But if human intervention were necessary for directing each of these partial operations, nothing would be gained under the heads of correctness and œconomy of time; the machine must therefore have the additional requisite of executing by itself all the successive operations required for the solution of a problem proposed to it, when once the primitive numerical data for this same problem have been introduced. Therefore, since from the moment that the nature of the calculation to be executed or of the problem to be resolved have been indicated to it, the machine is, by its own intrinsic power, of itself to go through all the intermediate operations which lead to the proposed result, it must exclude all methods of trial and guess-work, and can only admit the direct processes of calculation[1].

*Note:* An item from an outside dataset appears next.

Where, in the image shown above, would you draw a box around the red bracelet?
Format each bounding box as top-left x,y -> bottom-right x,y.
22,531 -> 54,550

It is necessarily thus; for the machine is not a thinking being, but simply an automaton which acts according to the laws imposed upon it. This being fundamental, one of the earliest researches its author had to undertake, was that of finding means for effecting the division of one number by another without using the method of guessing indicated by the usual rules of arithmetic. The difficulties of effecting this combination were far from being among the least; but upon it depended the success of every other. Under the impossibility of my here explaining the process through which this end is attained, we must limit ourselves to admitting that the four first operations of arithmetic, that is addition, subtraction, multiplication and division, can be performed in a direct manner through the intervention of the machine. This granted, the machine is thence capable of performing every species of numerical calculation, for all such calculations ultimately resolve themselves into the four operations

  1. This must not be understood in too unqualified a manner. The engine is capable, under certain circumstances, of feeling about to discover which of two or more possible contingencies has occurred, and of then shaping its future course accordingly.—Note by Translator.